My reasons for loathing Crash I have already written, but it needs to be emphasized once again that THIS FILM IS NOT HONEST ABOUT RACISM. In fact, THIS FILM IS NOT HONEST, PERIOD. Racism is much deeper than an open exchange of racial slurs and racially motivated violence. Racism is not about one-to-one correspondences of value between your good and your bad actions. Racism doesn't get neutralized because other people are also racist, or because you also love other people. The state of race relations in America is far more complex and far more insidious than that film is, and even if one attempts to take it as a parable, even if one chooses to ignore the idiocy of there being two cops on patrol in the entire city of Los Angeles and one Asian couple in the entire city of Los Angeles, even if one believes that the film was trying to show us the "essence" of American racism rather than a realistic portrait thereof, one still find the problem of neutralization. Actions exist in context, contexts like character or social life that extends beyond 48 hours of one's life, and without a true understanding of context there is no motivation, and without motivation any isolated act is as good or as bad as any other.

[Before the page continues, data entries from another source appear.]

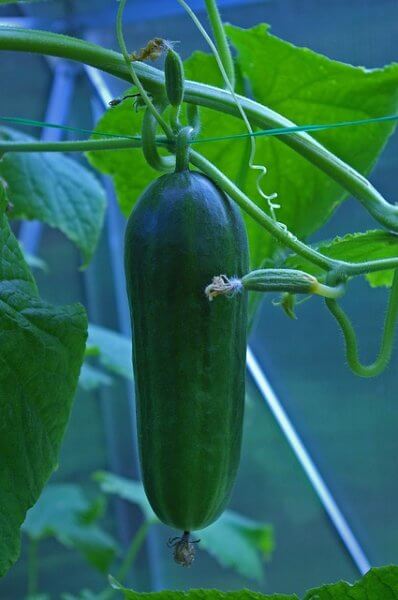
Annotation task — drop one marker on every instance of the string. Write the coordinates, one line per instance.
(260, 133)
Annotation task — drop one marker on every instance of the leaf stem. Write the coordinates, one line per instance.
(350, 340)
(248, 206)
(71, 146)
(33, 566)
(221, 40)
(136, 80)
(52, 44)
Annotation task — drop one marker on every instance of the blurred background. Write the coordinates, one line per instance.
(326, 480)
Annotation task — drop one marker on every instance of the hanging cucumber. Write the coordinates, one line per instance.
(188, 353)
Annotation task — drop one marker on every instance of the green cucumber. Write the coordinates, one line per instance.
(188, 353)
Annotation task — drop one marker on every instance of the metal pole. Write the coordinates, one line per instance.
(58, 108)
(324, 494)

Bottom line: a film without characters cannot be honest. And anybody who thinks Crash had characters is projecting and deluding themselves.

Especially Roger Ebert.

Brokeback Mountain is an honest film. It may not be honest about Homophobia-with-a-capital-H, but it is honest about the story of its two characters, about the time and place and situation they live in, and how that changes and changes for each of them. I am not about to claim it as a perfect movie, though I think I found it the best of the nominees. But I'd rather honor a movie that made amazing artistic choices and succeeded with many of them that a movie that people who live in L.A. and sometimes experience racism voted for because it was set in L.A. and is about racism.

Friend upon friend, before and after the ceremony, has told me that the Oscars don't matter. And it's true that they take themselves far too seriously in the public eye, as evidenced by the inability of most members of the Academy to laugh at Jon Stewart when he mocked their elitism. The Oscars are fundamentally a system in which you're honored by your peers, and for some reason a lot of other people are interested in it too. But I'm ashamed of those peers, and they *do* have a responsibility to the other people who are watching for whatever reason. To reward Crash not only excuses but honors sloppy artistry and sloppy thinking. We should all have higher standards, even for a circle jerk.

3 Comments:

At 11:19 PM, Blogger Meridith said...

"We should all have higher standards, even for a circle jerk."
-The Quotable Gemma, Third Edition

 
At 2:32 AM, Anonymous Anonymous said...

I don't want to give in to cynical cliche, but there was some well-documented coverage of a multi-million dollar campaign to promote Crash as an Oscar contender. More was spent on the campaign than was spent on making the movie. Defamer.com did some cheeky reportage regarding: the hope is that an Oscar win will increase DVD sales. Yup.

 
At 3:40 PM, Anonymous Anonymous said...

I want to blame Hollywood for their embrace of this movie, but it's not their fault alone. As is my wont, I blame Oprah. She made one of her infallible pronouncements in favor of this movie, and I have little doubt that she had some influence in the movie's success.

Accord from the Oprah-bots on this matter was swift and blind (and hilarious), as is evidenced on her message board dedicated to this movie.

My favorite quote from a post:
"I went to this movie alone. On purpose. I brought lots of Puffs. And scheduled nothing before or after the viewing. I knew that I was about to face myself."